Comparing lists

Tue Oct 11 13:08:23 EDT 2005

"Scott David Daniels" <scott.daniels at acm.org> wrote in message
news:434ba977 at nntp0.pdx.net...
> Christian Stapfer wrote:
>> "Steve Holden" <steve at holdenweb.com> wrote in message
>> news:mailman.1843.1128959845.509.python-list at python.org...
>>
>>>Christian Stapfer wrote:
>>>
>>>>"George Sakkis" <gsakkis at rutgers.edu> wrote in message
>>>>news:1128952417.0544cc73190bbbd4e683448c137969c8 at teranews...
>>>>
>>>>
>>>>>"Christian Stapfer" <nil at dev.nul> wrote:
>>>>>
>>>>>><ajikoe at gmail.com> wrote:
>>>>>>>try to use set.
> A reasonable suggestion.  A set must have the trade-offs involved.
> The abstraction itself brings to mind the issues, and the performance
> can, at least in theory, be handled there.  If that is true (that
> the "set" abstraction "sees" the problem), then you can rely on the
> Python implementation of "set" to either now, or eventually, have
> a "good" implementation -- one not too far off efficient.

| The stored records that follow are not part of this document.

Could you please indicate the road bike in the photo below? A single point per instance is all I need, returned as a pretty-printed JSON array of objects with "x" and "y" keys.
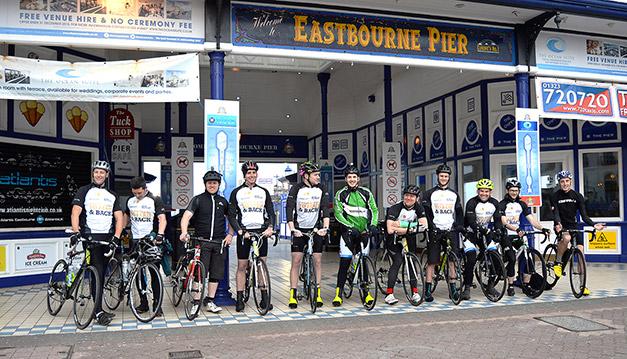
[
  {"x": 82, "y": 285},
  {"x": 361, "y": 274},
  {"x": 136, "y": 277},
  {"x": 575, "y": 259}
]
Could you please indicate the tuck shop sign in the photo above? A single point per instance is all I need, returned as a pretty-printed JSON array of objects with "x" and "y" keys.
[
  {"x": 120, "y": 125},
  {"x": 35, "y": 256}
]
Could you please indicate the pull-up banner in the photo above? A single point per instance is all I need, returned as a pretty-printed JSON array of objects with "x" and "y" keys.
[
  {"x": 352, "y": 33},
  {"x": 162, "y": 79}
]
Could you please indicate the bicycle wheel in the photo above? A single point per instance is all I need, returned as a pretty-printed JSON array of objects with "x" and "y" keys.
[
  {"x": 413, "y": 279},
  {"x": 313, "y": 285},
  {"x": 261, "y": 286},
  {"x": 113, "y": 289},
  {"x": 577, "y": 264},
  {"x": 367, "y": 283},
  {"x": 194, "y": 289},
  {"x": 57, "y": 287},
  {"x": 146, "y": 292},
  {"x": 383, "y": 262},
  {"x": 86, "y": 294},
  {"x": 532, "y": 272},
  {"x": 178, "y": 282},
  {"x": 490, "y": 273},
  {"x": 454, "y": 282}
]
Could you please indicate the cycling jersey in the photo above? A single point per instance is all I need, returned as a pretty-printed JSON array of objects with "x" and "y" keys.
[
  {"x": 144, "y": 214},
  {"x": 565, "y": 206},
  {"x": 304, "y": 205},
  {"x": 443, "y": 208},
  {"x": 209, "y": 212},
  {"x": 480, "y": 214},
  {"x": 512, "y": 209},
  {"x": 356, "y": 208},
  {"x": 98, "y": 204},
  {"x": 251, "y": 208}
]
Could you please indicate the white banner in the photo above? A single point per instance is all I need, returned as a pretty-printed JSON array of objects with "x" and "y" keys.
[
  {"x": 182, "y": 171},
  {"x": 392, "y": 192},
  {"x": 145, "y": 24},
  {"x": 162, "y": 79}
]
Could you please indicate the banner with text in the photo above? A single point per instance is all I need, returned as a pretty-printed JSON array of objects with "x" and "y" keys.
[
  {"x": 222, "y": 142},
  {"x": 528, "y": 155},
  {"x": 117, "y": 24},
  {"x": 182, "y": 171},
  {"x": 161, "y": 79}
]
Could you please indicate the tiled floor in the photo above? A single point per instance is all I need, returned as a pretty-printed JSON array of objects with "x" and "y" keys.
[{"x": 23, "y": 309}]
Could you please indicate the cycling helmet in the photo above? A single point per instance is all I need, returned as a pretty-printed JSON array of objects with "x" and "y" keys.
[
  {"x": 249, "y": 165},
  {"x": 309, "y": 167},
  {"x": 351, "y": 169},
  {"x": 443, "y": 169},
  {"x": 485, "y": 183},
  {"x": 212, "y": 175},
  {"x": 512, "y": 183},
  {"x": 411, "y": 189},
  {"x": 563, "y": 174},
  {"x": 103, "y": 165}
]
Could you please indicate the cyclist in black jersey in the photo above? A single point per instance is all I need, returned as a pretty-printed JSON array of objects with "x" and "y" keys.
[
  {"x": 146, "y": 215},
  {"x": 511, "y": 207},
  {"x": 210, "y": 211},
  {"x": 96, "y": 214},
  {"x": 565, "y": 203},
  {"x": 482, "y": 216},
  {"x": 307, "y": 204},
  {"x": 444, "y": 211},
  {"x": 250, "y": 208}
]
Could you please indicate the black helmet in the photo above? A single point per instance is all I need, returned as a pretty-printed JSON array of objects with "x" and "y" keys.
[
  {"x": 512, "y": 183},
  {"x": 443, "y": 169},
  {"x": 412, "y": 189},
  {"x": 212, "y": 175},
  {"x": 351, "y": 169},
  {"x": 309, "y": 167},
  {"x": 249, "y": 165}
]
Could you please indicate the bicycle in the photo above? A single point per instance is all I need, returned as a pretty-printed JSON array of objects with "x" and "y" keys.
[
  {"x": 363, "y": 266},
  {"x": 136, "y": 281},
  {"x": 83, "y": 286},
  {"x": 257, "y": 276},
  {"x": 490, "y": 270},
  {"x": 307, "y": 273},
  {"x": 575, "y": 258},
  {"x": 448, "y": 259},
  {"x": 531, "y": 266},
  {"x": 412, "y": 274}
]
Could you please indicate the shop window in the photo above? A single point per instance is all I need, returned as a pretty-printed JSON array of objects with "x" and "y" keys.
[{"x": 601, "y": 188}]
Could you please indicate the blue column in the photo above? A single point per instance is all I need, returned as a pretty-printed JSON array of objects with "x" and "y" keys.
[
  {"x": 323, "y": 78},
  {"x": 387, "y": 98},
  {"x": 223, "y": 295}
]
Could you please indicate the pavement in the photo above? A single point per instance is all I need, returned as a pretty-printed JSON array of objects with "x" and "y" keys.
[{"x": 433, "y": 330}]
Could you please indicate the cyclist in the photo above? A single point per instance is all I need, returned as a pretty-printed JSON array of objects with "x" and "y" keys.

It is, unfortunately, not infrequently the case
that there are different implementations for
a given data type that are efficient in different
ways - but that there is no one single implementation
that is the most efficient in *all* regards.
Thus the implementer must make a trade-off,
and that trade-off has consequences, performance
wise, that he might want to tell the users of his
module about...

>  The Python gang is good at this stuff;

I'm not denying it. The question is about
telling users upfront what the consequences
are (roughly) of the trade-offs that have
been made so that they can use the modules
that have been provided more effectively.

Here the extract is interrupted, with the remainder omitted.